At the end of `line 7` is `endl`. This is a C++ shorthand for printing a
new line. In total, `line 7` prints something followed by advancing the
output to a new line.
#### What will be printed?
`*(argv++)` is complicated. Let's break it down.
We examine what is inside the parentheses first (as demanded by the rules
governing the *order of operations*).
The value of `argv` is captured first. Recall this value is the address
of an address of some characters. This value is put aside for a moment
but will be used very soon.
Next the value of `argv` is incremented (the `++`). We know the value of
`argv` is captured first because the `++` comes *after* `argv`. This is
how `argv` changes so as to step through the elements of the array. At
some point `argv` will contain the address of a value `0` - and that's
what will terminate the `while` loop.
After `argv` is incremented, its **previous** value is *dereferenced*
indicated by the `*` outside the parentheses. Remember, we put the value
aside before incrementing it.
`argv` contains the address of something. Dereferencing `argv` means "go
fetch what is found at the address specified by `argv`".
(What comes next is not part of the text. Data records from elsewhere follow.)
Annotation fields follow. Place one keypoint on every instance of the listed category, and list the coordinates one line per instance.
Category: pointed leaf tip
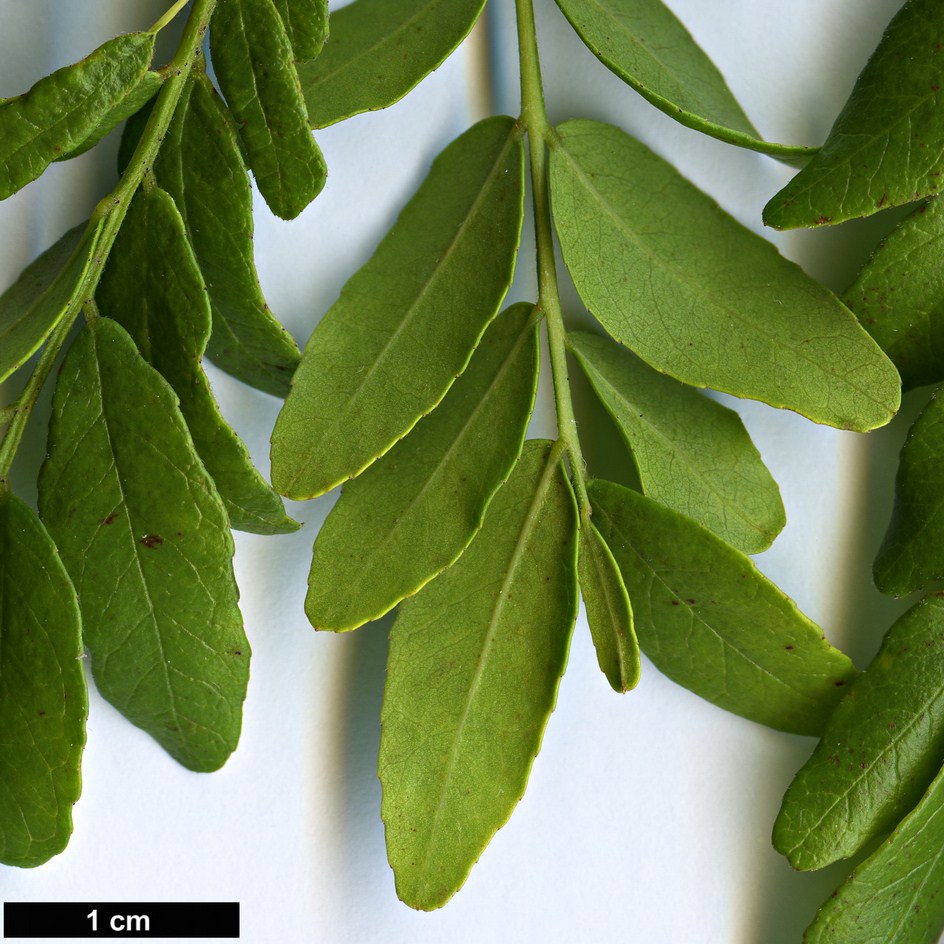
(457, 674)
(701, 298)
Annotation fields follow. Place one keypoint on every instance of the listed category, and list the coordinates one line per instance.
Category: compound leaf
(885, 147)
(43, 698)
(609, 613)
(698, 296)
(378, 51)
(146, 541)
(42, 295)
(894, 897)
(692, 453)
(62, 111)
(912, 553)
(899, 295)
(153, 288)
(881, 749)
(406, 324)
(306, 24)
(413, 512)
(712, 622)
(255, 66)
(201, 167)
(475, 661)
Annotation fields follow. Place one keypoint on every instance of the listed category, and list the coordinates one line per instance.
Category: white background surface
(648, 815)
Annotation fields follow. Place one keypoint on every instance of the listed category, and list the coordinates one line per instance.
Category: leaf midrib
(691, 286)
(550, 469)
(353, 61)
(676, 451)
(165, 672)
(726, 646)
(307, 456)
(364, 568)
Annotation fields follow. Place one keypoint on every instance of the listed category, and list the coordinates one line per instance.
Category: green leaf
(692, 453)
(475, 661)
(255, 67)
(609, 613)
(306, 24)
(894, 897)
(146, 541)
(644, 43)
(406, 324)
(880, 750)
(885, 147)
(132, 103)
(414, 511)
(698, 296)
(899, 295)
(63, 110)
(40, 298)
(378, 51)
(912, 554)
(43, 699)
(712, 622)
(201, 167)
(153, 288)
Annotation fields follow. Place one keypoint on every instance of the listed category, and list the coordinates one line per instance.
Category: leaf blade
(152, 566)
(42, 296)
(379, 51)
(712, 622)
(646, 45)
(201, 167)
(692, 453)
(609, 613)
(911, 555)
(43, 697)
(406, 324)
(884, 148)
(674, 279)
(248, 39)
(898, 296)
(880, 751)
(414, 511)
(435, 829)
(153, 287)
(62, 110)
(306, 23)
(894, 896)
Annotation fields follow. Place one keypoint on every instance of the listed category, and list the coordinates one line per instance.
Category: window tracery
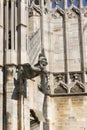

That, dear reader, is the address of the string of characters to be
printed. Or, it is a NULL, telling us to stop.
#### Style warning
Many would argue that the post increment found within the sending of
output to `cout` is bad style. We would count ourselves among those who
would consider this ill-considered.
Why? Because a print out isn't a likely place to expect to find
something that changes the state of the program. The increment found
here can be considered a *side effect*. Side effects are, in general,
bad. Try to avoid them. Yes, they can make your code a few lines shorter
but this comes at the expense of maintainability.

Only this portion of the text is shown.